We are passionate about creating and delivering exciting and engaging participatory experiences for students and young people, which are designed to enhance curriculum-based learning, as well as fostering a sense of openness, curiosity and play. 

We work with children and young people aged 5 to 25 and we regularly collaborate with educational institutions to design workshops that are creative, practical and that make a meaningful contribution to students' learning.  

We often deliver educational workshops with the following themes:

Devising in the style of the practitioner / the Idiot approach to making theatre

Storytelling (find out more about our project Does Cinderella Have to Have Blonde Hair)

Devising through digital (find out more about our project Connected)


Physical comedy 

Creating theatre without a script

Adapting work

Commedia dell'arte

Mask work

We also deliver CPD workshops for teachers and other practitioners working with young people. We are a proud Arts Award supporter and can offer workshops and other ways to engage with us, which help students to achieve their Arts Award at Bronze & Silver level.

To book a workshop, discuss a project idea, or just find out more, please email Participation Manager Natasha Bergg or call us on 020 7407 4123.


Recent Feedback 

“This participation work should be rolled out as an example of excellence...exhilarating and empowering”

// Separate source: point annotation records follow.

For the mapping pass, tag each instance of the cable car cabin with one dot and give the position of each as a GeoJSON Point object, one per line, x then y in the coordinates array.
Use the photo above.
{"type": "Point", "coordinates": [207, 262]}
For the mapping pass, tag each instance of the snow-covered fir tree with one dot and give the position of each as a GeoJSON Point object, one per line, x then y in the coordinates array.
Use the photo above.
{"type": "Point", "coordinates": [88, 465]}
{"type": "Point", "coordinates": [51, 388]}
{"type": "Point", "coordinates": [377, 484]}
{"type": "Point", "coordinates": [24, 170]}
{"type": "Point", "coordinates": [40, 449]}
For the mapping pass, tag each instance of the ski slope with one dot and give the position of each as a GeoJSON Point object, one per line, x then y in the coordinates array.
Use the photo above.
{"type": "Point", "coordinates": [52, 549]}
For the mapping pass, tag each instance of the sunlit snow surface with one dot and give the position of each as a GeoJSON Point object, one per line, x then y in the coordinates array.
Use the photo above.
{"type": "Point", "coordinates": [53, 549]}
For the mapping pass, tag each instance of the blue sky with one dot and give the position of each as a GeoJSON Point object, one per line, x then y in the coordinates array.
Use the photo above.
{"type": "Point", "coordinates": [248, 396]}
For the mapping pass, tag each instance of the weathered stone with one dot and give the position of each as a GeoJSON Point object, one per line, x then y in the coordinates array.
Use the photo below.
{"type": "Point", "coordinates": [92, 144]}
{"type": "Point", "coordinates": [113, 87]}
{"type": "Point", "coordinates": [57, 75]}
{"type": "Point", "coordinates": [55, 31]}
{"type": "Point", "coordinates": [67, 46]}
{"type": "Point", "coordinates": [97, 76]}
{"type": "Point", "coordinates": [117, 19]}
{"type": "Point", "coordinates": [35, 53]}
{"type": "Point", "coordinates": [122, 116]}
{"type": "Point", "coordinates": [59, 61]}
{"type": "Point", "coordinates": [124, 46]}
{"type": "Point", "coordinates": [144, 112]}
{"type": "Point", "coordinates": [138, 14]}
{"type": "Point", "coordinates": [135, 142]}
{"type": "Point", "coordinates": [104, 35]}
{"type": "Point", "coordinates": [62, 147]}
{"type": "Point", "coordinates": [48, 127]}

"The games really broke down barriers and allowed us to move forward creatively and expressively for the rest of the sessions. The atmosphere throughout the sessions was fantastic. Students were encouraged to offer ideas and there were no wrong answers so students were freed up to express themselves creatively without the fear of failure."

“The students were all fully engaged – putting forward suggestions and experimenting with scenarios and improvising in groups. Talking to both the teachers afterwards they felt the students had gained a lot from this workshop in giving permission to ‘play’ rather than simply ‘rehearse’.”

“So many ideas that I can take back to my classroom!”

“There was constant laughter throughout and an increasing focus amongst my pupils as they realised how relevant the teachings of 'Told by an Idiot' are.  I think the pupils were sad when the workshop ended.”